El encuentro, dividido en dos jornadas, se focalizó en capacitar a compañeros del área de salud laboral de distintas provincias del país en los riesgos psicosociales y de violencia laboral que deben afrontarse en el en el lugar de trabajo.
En representación del CDP de Córdoba, el compañero Daniel Fenoglio, integrante del Departamento de Salud Laboral, participó del encuentro organizado por la CTA Capital Federal. Se trató de dos encuentros, bajo el título “Violencia institucional como riesgo psico-social”. En primero se llevó a cabo el 9 de octubre y el segundo el 12 de noviembre. En ambos estuvieron presentes integrantes de los equipos de salud laboral de distintos gremios, colaboradores, delegados y activistas.
La primera jornada trató, básicamente, de los riesgos psicosociales como aquellos que están adquiriendo cada vez mayor influencia en la salud del trabajador, a partir del crecimiento de la precarización laboral, con su impronta de trabajo no registrado; del sostenimiento y aumento de la tercerización de tareas y de la no discusión paritaria y convencional de las condiciones y seguridad laborales.
La realidad es que la presión psicosocial aparece con gran intensidad en el trabajador que no sabe si le van a renovar el contrato, que su sueldo no le alcanza para llegar a fin de mes, que le asignan tarea sin brindarle los elementos para poder afrontarla , que es discriminado, humillado, etc.
Y está claro que esta presión psicosocial no causa sólo “problemas nerviosos”. Este estrés, literalmente, mata a través de la provocación de ACV, infartos, cánceres y otras enfermedades.
Aunque el sujeto de esta presión, que se vuelve violencia, se suele personificar en un jefe o patrón, lo cierto es que el origen de la violencia es, la mayoría de las veces institucional y, más profundamente reside en el propio sistema de producción.
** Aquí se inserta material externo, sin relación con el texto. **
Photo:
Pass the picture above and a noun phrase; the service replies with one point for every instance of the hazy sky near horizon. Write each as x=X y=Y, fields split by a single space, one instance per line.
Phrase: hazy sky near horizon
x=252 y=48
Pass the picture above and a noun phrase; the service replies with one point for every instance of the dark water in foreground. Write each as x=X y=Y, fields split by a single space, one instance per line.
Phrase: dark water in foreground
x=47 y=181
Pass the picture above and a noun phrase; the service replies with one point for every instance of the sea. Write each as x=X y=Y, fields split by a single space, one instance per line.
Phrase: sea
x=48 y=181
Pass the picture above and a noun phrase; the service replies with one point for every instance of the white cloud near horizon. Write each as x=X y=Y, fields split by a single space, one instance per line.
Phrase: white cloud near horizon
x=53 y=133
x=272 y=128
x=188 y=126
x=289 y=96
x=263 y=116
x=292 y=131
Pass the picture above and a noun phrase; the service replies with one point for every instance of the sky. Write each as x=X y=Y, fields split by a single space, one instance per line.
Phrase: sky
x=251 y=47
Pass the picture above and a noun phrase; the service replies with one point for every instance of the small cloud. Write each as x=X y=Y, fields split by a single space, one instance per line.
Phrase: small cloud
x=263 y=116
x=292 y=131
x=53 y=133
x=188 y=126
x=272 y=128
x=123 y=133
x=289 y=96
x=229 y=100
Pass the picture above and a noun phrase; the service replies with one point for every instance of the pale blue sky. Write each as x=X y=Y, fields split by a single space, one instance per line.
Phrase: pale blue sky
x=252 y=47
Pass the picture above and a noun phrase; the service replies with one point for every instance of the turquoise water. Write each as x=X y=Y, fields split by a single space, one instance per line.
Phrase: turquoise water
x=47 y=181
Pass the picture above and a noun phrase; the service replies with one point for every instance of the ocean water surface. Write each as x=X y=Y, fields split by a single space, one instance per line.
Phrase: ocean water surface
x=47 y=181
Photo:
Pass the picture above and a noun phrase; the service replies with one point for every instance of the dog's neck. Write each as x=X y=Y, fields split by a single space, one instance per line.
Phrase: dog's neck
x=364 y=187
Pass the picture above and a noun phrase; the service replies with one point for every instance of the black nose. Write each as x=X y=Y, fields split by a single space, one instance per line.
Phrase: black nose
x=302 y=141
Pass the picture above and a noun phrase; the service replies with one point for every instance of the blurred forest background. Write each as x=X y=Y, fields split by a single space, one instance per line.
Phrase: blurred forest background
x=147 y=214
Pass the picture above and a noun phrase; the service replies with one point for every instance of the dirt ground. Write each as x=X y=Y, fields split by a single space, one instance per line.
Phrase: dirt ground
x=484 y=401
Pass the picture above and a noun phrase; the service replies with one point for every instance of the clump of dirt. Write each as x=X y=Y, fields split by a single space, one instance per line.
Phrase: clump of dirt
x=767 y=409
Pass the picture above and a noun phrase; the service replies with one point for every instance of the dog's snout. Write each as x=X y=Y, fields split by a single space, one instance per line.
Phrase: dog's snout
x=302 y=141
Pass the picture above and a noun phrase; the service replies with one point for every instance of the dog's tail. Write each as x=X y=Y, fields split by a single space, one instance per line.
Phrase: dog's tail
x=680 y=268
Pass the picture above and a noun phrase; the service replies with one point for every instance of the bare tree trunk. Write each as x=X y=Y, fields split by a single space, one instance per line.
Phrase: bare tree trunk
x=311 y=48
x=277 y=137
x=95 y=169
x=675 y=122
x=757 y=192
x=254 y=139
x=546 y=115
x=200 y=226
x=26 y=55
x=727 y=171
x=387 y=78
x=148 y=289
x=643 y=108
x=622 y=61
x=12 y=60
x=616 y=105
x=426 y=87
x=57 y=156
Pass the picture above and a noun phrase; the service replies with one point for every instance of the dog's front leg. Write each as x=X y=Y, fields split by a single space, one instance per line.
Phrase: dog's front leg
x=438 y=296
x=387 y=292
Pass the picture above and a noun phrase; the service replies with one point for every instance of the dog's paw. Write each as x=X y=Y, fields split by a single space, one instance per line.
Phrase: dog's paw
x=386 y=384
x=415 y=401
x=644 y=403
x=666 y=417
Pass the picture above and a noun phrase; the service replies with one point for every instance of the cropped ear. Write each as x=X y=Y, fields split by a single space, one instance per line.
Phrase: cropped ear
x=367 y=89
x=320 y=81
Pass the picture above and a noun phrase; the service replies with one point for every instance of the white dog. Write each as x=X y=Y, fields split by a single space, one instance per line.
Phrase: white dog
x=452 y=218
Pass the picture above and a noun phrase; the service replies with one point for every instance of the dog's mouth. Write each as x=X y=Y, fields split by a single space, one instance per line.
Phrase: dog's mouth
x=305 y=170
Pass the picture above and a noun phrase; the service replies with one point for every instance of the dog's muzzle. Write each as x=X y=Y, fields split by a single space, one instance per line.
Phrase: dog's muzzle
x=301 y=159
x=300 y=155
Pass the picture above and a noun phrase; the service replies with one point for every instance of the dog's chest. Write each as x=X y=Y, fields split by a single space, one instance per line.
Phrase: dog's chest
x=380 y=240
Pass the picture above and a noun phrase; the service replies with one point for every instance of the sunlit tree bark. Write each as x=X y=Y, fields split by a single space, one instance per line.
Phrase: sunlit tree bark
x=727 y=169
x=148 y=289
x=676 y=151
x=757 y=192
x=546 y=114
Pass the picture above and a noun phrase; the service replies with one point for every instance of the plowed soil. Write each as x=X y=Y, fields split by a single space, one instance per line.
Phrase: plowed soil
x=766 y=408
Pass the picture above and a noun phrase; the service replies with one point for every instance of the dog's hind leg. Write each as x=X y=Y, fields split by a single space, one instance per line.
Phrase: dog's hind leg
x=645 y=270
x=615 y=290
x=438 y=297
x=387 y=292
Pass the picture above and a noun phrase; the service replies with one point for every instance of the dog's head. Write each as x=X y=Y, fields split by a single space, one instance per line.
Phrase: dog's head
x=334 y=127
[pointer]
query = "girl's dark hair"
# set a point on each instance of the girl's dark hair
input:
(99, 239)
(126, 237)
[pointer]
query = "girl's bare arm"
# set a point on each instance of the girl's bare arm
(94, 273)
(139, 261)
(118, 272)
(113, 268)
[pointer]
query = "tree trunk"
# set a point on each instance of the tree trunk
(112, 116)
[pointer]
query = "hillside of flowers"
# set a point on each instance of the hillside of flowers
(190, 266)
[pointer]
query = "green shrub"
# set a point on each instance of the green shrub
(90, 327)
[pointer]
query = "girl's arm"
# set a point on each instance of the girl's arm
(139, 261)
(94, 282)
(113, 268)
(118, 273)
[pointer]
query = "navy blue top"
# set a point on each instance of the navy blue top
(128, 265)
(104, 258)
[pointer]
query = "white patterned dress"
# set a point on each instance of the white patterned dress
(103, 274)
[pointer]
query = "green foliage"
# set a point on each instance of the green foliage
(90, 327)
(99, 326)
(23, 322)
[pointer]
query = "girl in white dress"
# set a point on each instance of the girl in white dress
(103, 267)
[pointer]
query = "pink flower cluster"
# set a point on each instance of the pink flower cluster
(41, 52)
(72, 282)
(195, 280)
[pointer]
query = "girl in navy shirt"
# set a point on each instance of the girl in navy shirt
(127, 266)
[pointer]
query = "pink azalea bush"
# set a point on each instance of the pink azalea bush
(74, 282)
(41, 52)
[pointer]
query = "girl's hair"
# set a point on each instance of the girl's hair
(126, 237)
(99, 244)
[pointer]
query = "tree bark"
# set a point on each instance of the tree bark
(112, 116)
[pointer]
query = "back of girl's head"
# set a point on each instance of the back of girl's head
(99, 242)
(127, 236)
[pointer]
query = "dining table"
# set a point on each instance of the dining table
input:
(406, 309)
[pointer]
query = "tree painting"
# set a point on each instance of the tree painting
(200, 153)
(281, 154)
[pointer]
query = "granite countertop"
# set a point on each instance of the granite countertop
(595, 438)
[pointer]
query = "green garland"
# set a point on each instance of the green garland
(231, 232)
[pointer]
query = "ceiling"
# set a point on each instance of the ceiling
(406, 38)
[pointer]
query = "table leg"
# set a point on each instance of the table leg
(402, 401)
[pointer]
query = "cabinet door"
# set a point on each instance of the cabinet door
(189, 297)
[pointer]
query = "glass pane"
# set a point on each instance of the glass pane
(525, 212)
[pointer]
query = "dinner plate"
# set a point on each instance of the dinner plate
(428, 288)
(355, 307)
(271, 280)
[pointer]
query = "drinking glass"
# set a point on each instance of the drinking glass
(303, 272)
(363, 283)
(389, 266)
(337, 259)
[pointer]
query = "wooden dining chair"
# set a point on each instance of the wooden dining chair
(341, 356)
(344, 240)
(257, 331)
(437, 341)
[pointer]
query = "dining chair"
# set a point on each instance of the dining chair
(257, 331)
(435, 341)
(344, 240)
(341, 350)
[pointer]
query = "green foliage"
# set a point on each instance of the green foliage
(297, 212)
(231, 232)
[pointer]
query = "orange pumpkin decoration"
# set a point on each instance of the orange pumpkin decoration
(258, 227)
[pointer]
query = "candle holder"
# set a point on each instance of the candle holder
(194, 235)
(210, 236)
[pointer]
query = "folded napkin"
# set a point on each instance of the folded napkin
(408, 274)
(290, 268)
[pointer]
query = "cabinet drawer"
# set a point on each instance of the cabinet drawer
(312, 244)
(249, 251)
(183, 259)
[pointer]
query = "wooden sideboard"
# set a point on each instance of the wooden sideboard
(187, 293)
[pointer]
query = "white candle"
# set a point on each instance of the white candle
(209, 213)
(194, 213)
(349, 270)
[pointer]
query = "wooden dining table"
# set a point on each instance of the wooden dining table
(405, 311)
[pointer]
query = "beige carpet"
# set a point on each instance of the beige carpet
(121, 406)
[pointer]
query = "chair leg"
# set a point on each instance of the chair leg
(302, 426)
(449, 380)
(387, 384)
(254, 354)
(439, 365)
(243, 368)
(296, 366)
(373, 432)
Hay grandes esfuerzos hechos por las empresas y aún organismos estatales, para demostrar que la violencia laboral es “culpa” de personajes inadaptados socialmente, que cada tanto llegan a jefe y se dedican a violentar a sus subordinados.
De este modo se quiere llevar al plano de las relaciones interpersonales, lo que es un riesgo laboral, con el objeto de liberarse de responsabilidades y, de paso, utilizar como “fusible” al jefe violento, cuando tienen que enfrentar una resistencia gremial.
Violencia laboral
El segundo encuentro se trató de la violencia laboral como un proceso que tiene su estructura, sus etapas predecibles y sus actores, entre los cuales debe estar el delegado o representante gremial, con una serie de conocimientos y herramientas para poder intervenir de modo estratégico y eficaz en el problema. El primer punto es tratar de definir o conceptualizar el problema que se debe resolver, es decir, poner en palabras y, concretamente, describir el problema. Una correcta y precisa definición del problema, es un buen punto de partida, porque evita ambigüedades, y sobre todo dispersión de esfuerzos, al no saber, específicamente contra qué estamos luchando.
A través de la investigación y la acción sindical, se ha podido definir la violencia laboral del siguiente modo: “es el conjunto de conductas
desplegadas por el/los responsables de un lugar de trabajo, que destruye por su repetición e impunidad, la capacidad laboral y la integridad física y psíquica de los empleados de la misma, degradándolos como trabajadores y degradando el rendimiento del grupo en el cumplimiento de su tarea”.
Por otro lado, la violencia laboral tiene una naturaleza estructural y política; estructural porque es crónica, se mantiene en el tiempo y toma la forma de un proceso; y es política porque es la única manera de imponer un sistema de relaciones laborales precarizadas, producto de decisiones tomadas en niveles superiores.
Las conclusiones del encuentro sumaron herramientas para el trabajo de capacitación y apoyo que el Concejo Directivo Provincial tendrá a su disposición para avanzar en la formación de delegados y activistas de ATE en Córdoba para prevenir y contrarrestar situaciones de violencia laboral. Ese es uno de los principales objetivos del departamento que integran Fenoglio, junto a Susana Juarez, Martín Stibel y otros compañeros.